Фехим Бахтияревич был местным лишь наполовину. Отец его, родом из Рогатицы, и по сей день состоял там на должности судьи, а мать принадлежала к большому вышеградскому семейству Османагичей. С малых лет Фехим проводил часть лета вместе с матерью в городе у ее родных. Хрупкость этого стройного и грациозного юноши сочетается в нем с неожиданной силой. В нем все соразмерно и мягко. Изящной линией очерчен тонкий овал лица, смуглая матовость кожи просвечивает томной голубизной, движения скупые и плавные; глаза темные, с синеватым отливом белков; в горячем взгляде прячется притушенный огонь; густой почерк сросшихся бровей; над красивым изгибом рта черная ниточка усов. Такими пишут мужские лица на персидских миниатюрах.
Этим летом и Фехим сдал экзамены на аттестат зрелости и дожидался государственной стипендии, чтобы заняться изучением восточных языков в Вене.
Молодые люди продолжали давний спор. Речь шла о выборе Бахтияревичем будущего рода занятий. Галус высказывался решительно против ориенталистики. В силу своей привычки пользоваться вниманием слушателей и любви к ораторству, Галус распалился и говорил не умолкая, тогда как Бахтияревич был краток и сух, непоколебимо убежденный в своей правоте и не испытывающий потребности убеждать других. С наивным простодушием начитанного юноши Галус упивался красочной образностью и метафоричностью своей речи, склонной к обобщениям и столь отличной от лаконичных и скупых, почти небрежных замечаний Бахтияревича.
Затаившись на каменных скамьях, Стикович и Гласинчанин, скрытые в тени, не проронили ни звука, как бы скрепив безмолвный договор незримо присутствовать при дружеской беседе у ворот.
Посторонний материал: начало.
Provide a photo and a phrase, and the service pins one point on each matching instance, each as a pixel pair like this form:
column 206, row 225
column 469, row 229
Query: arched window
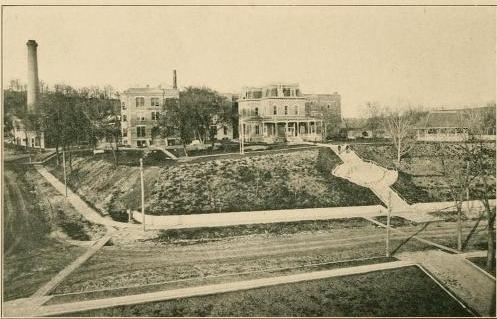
column 140, row 101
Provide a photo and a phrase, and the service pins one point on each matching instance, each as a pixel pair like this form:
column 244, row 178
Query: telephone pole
column 142, row 193
column 242, row 137
column 389, row 211
column 64, row 164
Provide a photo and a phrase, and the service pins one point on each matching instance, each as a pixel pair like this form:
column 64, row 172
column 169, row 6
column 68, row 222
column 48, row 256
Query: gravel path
column 475, row 288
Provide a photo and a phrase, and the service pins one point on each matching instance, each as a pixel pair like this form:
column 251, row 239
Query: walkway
column 81, row 206
column 60, row 309
column 471, row 285
column 370, row 175
column 55, row 281
column 257, row 217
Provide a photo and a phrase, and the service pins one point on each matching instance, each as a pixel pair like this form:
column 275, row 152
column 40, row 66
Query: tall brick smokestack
column 33, row 83
column 175, row 84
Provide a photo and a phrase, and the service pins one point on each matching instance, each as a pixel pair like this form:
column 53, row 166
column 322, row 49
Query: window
column 154, row 101
column 140, row 101
column 140, row 131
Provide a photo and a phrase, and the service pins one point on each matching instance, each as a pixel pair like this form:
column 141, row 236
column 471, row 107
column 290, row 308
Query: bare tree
column 481, row 158
column 399, row 125
column 374, row 117
column 457, row 177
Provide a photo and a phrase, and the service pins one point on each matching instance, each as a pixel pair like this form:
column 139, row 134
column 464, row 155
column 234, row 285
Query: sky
column 431, row 56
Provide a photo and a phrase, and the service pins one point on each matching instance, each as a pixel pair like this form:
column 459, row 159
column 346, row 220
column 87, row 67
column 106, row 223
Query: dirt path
column 89, row 213
column 55, row 281
column 59, row 309
column 475, row 288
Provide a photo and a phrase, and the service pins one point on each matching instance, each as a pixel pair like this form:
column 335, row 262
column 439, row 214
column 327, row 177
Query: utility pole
column 143, row 193
column 64, row 164
column 389, row 211
column 242, row 138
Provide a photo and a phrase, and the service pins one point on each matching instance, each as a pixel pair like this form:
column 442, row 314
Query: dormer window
column 154, row 101
column 140, row 102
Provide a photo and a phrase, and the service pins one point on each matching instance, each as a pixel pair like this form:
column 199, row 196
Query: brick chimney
column 175, row 84
column 33, row 83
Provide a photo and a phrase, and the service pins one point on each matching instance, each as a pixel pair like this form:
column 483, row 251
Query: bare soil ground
column 420, row 178
column 381, row 293
column 153, row 261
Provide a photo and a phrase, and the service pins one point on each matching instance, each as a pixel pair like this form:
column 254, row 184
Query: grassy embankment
column 420, row 173
column 381, row 293
column 293, row 179
column 37, row 225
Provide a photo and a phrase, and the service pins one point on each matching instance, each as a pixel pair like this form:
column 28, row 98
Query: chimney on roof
column 175, row 84
column 33, row 83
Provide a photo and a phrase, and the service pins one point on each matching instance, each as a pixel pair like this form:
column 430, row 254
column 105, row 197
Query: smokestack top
column 32, row 43
column 175, row 84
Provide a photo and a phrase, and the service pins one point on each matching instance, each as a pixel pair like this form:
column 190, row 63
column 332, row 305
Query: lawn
column 381, row 293
column 286, row 179
column 482, row 263
column 420, row 173
column 213, row 279
column 171, row 256
column 34, row 252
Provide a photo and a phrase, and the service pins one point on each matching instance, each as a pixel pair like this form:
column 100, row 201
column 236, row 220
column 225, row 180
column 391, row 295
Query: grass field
column 281, row 180
column 420, row 173
column 165, row 259
column 381, row 293
column 32, row 253
column 213, row 279
column 482, row 263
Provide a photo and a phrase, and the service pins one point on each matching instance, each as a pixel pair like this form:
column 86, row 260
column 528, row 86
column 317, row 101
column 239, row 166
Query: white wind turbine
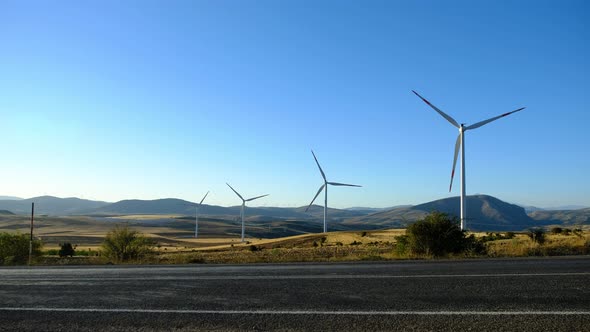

В заключение спора Галус произнес горячую тираду:
– Вот тут-то вы, мусульмане, беговские сыновья, часто ошибаетесь. Ошеломленные натиском новых времен, вы перестали ощущать истинное свое предназначение и место на земле. Ваше пристрастие ко всему восточному является лишь современной формой выражения «жажды власти»; восточный образ жизни и образ мыслей теснейшими узами связаны для вас с определенным общественным и правовым устройством, служившим опорой вашего векового господства. И это понятно. Но, взятое само по себе, оно еще не означает, что вы отмечены особыми способностями к научному востоковедению. Ориентальцы по природе, вы сильно заблуждаетесь, считая ориенталистику своим призванием. Да и вообще к науке у вас нет ни склонности, ни призвания.
– Вот как!
– Точно. И в этом моем утверждении нет ничего обидного или оскорбительного. Напротив. В этой стране вы – единственная господствующая прослойка, по крайней мере были таковой; столетиями вы утверждали, отстаивали и расширяли свои права властителей – мечом, книгой, законами, верой и армией, что создало из вас воинов, правителей и собственников, а эта категория людей нигде не жалует абстрактные науки, предоставляя заниматься ими тем, кто не годится ни на что другое. Экономика и право гораздо ближе конкретному характеру ваших познаний. Уж это спокон веков свойственно представителям, господствующего класса во всем мире!
– Значит, мы должны оставаться непросвещенными?
– Нет, не значит, вы должны лишь оставаться тем, что вы есть на самом деле, или, если хочешь, тем, чем вы были; потому что истинную свою сущность никому не дано совместить с тем, что ей совершенно противоположно.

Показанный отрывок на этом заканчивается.